In most common payment methods, transactions are not only reliant on the two parties concerned, but also on an intermediary – such as a bank, credit card association, or payment provider. When using blockchain technology, this is no longer needed because the distributed network of nodes verifies the transactions through a method known as mining. For this reason, Blockchain is usually referred to as ‘trustless’ conformity. 

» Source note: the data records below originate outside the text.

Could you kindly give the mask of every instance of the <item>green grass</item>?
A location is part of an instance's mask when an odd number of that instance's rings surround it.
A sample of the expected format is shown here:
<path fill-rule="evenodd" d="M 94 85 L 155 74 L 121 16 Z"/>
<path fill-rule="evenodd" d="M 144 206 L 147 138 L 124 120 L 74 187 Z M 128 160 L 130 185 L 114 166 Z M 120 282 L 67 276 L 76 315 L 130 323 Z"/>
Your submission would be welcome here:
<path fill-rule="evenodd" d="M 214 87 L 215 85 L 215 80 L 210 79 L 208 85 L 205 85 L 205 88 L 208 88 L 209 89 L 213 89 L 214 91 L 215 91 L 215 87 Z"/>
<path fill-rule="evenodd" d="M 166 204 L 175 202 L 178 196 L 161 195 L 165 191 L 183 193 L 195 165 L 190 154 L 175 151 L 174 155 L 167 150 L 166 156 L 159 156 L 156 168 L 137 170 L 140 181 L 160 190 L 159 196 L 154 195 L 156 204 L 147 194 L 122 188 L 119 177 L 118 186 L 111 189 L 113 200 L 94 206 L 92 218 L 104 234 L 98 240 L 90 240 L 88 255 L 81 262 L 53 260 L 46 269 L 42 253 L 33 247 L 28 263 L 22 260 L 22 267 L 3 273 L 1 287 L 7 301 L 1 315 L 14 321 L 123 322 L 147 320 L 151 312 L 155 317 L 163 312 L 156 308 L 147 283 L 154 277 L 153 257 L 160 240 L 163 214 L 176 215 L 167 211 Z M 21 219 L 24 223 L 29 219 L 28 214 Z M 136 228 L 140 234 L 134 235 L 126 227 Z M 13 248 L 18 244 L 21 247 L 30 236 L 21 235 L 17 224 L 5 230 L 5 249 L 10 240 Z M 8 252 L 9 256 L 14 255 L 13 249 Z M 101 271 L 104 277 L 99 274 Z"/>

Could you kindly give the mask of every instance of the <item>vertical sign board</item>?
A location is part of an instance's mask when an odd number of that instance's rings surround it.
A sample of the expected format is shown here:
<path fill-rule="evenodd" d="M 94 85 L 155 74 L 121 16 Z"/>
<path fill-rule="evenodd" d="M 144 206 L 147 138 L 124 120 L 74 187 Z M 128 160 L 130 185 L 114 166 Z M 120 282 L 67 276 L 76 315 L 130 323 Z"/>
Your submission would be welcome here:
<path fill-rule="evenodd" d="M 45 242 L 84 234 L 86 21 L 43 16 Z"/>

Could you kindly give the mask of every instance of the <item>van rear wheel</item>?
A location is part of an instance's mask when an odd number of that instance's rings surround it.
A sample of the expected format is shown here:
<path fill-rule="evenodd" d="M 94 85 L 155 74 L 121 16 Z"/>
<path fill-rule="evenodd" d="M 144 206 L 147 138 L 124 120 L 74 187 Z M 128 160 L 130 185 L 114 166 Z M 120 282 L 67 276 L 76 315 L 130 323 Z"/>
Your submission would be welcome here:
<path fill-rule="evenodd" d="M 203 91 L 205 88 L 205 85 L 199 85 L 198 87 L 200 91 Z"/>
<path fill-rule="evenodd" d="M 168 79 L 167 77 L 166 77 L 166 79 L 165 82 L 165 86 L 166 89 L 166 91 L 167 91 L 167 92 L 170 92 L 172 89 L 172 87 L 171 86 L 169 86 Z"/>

What are the Disadvantages of Blockchain?

51% Attacks:

The Record of Work agreement algorithm that protects the Bitcoin blockchain has demonstrated to be very effective over the years. However, there are a few possible interventions that can be performed upon blockchain networks and 51% attacks are among the most contested. Such an intervention may happen if one entity accomplishes to control more than 50% of the network hashing power, which would ultimately acknowledge them to confuse the network by deliberately dismissing or restricting the systemization of transactions.

Data Modification:

Another downside of blockchain operations is that once data has been appended to the blockchain it is extremely challenging to mitigate it. While efficiency is one of blockchain’s benefits, it is not always satisfying. Changing blockchain data or code is usually very troublesome and often requires an inebriating fork, where one chain is dropped, and a new one is seized up.

Inefficient:

Blockchains, particularly those using Proof of Work, is highly unproductive. Since mining is highly aggressive and there is just one champion every ten minutes, the work of every other miner is consumed. As miners are continuously trying to increase their computational endowment, so they have a greater chance of finding a valid block confusion. The supplies used by the Bitcoin network has developed significantly in the last few years, and it currently consumes more energy than many countries, such as Denmark, Ireland, and Nigeria.

Blockchain-infographics


Anand Prakash
Anand Prakash

Co-Founder and AVP Technology at Appventurez Mobitech. A tech enthusiast who has broad expertise in delivering end to end software solutions. He is an expert technocrat ho has in-depth knowledge and is highly experienced in delivering solutions for Android, Xamarin, Ethereum Smart Contracts, ASP.net.